AT&T, one of the largest telecommunications companies in the world, has reportedly had its email accounts breached by cybercriminals. The criminals have purportedly accessed personal accounts that use att.net, sbcglobal.net, and bellsouth.net addresses, and then used their API access to gain access to targeted victims’ crypto exchange accounts. According to a Techcrunch report, the cybercriminals may have stolen between $15 million and $20 million worth of cryptocurrency assets in this way—although AT&T has denied that its internal systems were compromised.
Attackers used API access from AT&T email accounts to create mail keys for any user, enabling them to log in and reset passwords, including those for crypto exchange apps. Two victims reportedly confirmed the theft, and a whistleblower said to have shared a list of the hackers’ alleged victims. Despite AT&T acknowledging the “unauthorized creation of secure mail keys,” a spokesperson stated that the company had updated its security controls and locked some email accounts forcing the owners to reset their passwords.
This breach highlights once again the vulnerability of cryptocurrency holders to cyberattacks, which can result in significant losses, increased regulatory scrutiny and reputational damage for both individuals and organizations.
With the burgeoning popularity of cryptocurrencies, cybercriminals are on the lookout for vulnerabilities in personal and business networks to gain access to digital wallets and exchanges in order to steal valuable assets. The rise of so-called cryptojacking and ransomware attacks over the past few years reflects the scramble by cybercriminals to monetize their expertise.
The Crypto Security Landscape
The already complex crypto landscape is made only more complicated by the variety of cryptocurrencies in circulation, and different exchanges that store them. Crypto investors choose to hold their assets on exchanges for convenience or they may be invested in specific tokens or coins. When an exchange is hacked such as in the well-known $530 million Coincheck hack in January 2018, the investors’ holdings are put at risk, with little hope of recovery. In this regard, exchanges and wallet providers need to boost their cybersecurity measures to ensure the protection of their users’ assets.
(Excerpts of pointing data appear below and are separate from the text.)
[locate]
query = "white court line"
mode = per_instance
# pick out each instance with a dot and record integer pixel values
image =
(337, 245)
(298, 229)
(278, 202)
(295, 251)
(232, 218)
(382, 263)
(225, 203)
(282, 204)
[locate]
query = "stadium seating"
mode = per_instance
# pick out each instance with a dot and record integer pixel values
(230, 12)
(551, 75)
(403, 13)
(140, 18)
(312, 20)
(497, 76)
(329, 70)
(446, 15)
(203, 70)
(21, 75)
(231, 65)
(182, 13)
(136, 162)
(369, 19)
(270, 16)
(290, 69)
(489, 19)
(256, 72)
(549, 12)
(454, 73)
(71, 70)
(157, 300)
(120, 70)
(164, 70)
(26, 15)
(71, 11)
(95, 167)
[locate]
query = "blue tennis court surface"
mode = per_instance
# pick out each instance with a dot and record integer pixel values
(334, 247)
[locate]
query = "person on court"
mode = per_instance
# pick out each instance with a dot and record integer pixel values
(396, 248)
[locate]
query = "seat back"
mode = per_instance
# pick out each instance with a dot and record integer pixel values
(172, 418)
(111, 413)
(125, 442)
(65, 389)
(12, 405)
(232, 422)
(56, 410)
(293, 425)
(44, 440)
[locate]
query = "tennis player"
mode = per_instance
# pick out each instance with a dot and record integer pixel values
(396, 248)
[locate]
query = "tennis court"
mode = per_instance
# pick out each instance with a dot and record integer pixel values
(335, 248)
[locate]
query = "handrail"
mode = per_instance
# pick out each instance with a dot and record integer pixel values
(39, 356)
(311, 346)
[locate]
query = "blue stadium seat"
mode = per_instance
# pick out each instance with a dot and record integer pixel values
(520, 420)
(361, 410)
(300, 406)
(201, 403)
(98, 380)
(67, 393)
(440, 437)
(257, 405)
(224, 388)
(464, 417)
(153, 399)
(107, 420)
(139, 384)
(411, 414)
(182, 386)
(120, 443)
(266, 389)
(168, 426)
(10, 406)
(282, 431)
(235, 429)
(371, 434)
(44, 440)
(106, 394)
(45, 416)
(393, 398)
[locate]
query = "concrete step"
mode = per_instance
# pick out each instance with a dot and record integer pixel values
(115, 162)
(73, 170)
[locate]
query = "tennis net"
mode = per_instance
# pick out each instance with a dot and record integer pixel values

The lack of proper regulatory measures and governance further magnifies the damage caused by cyberattacks. Regulators have so far been slow in crafting rules to help guide the crypto market and offer protection to investors. The relative anonymity and decentralised nature of cryptocurrencies make them prime targets for hackers. There is a growing recognition within the industry that self-regulation is not enough to safeguard investors against fraud and theft.
Industry players must take a more proactive approach, working with regulators to craft legislation that helps to foster investor confidence in cryptocurrencies. The Blockchain Association in the US is an example of a lobby group pushing for adequate regulation to ensure better security measures. In Asia, countries like Singapore and Japan have strict cryptocurrency regulatory frameworks in place that mandate exchanges to comply with strict Anti-Money Laundering (AML) and Know-Your-Customer (KYC) measures.
Cybersecurity Best Practices
However, regulation is only one piece of the puzzle. Users must protect themselves by adhering to best practices for cybersecurity, which need to be continually updated as threats evolve. This includes creating strong passwords, enabling two-factor authentication, installing virus protection and avoiding suspicious email or social media messages.
Another measure that can be taken is the use of hardware wallets. These provide a cold storage option, ensuring that private keys are kept offline, and therefore not available for hackers to target. Hardware wallets are typically small USB devices that are trusted by being unhackable, and they connect to your computer only when you need to transfer your assets. There are several options available, including Trezor and Ledger Nano. Hardware wallets are not foolproof, and users still need to keep in mind their own cybersecurity when using them.
In the long term, the cryptocurrency industry must continue to evolve its own security frameworks that recognize and proactively address cybersecurity threats. As cryptocurrencies moves further into the mainstream, the industry will attract more cyberattacks, which means there will be a need for greater collaboration and cooperation between the industry, regulators and users to minimize the risk of loss of assets. And while the industry itself must evolve, each individual user has responsibility for their own cyber hygiene to ensure their assets remain secure.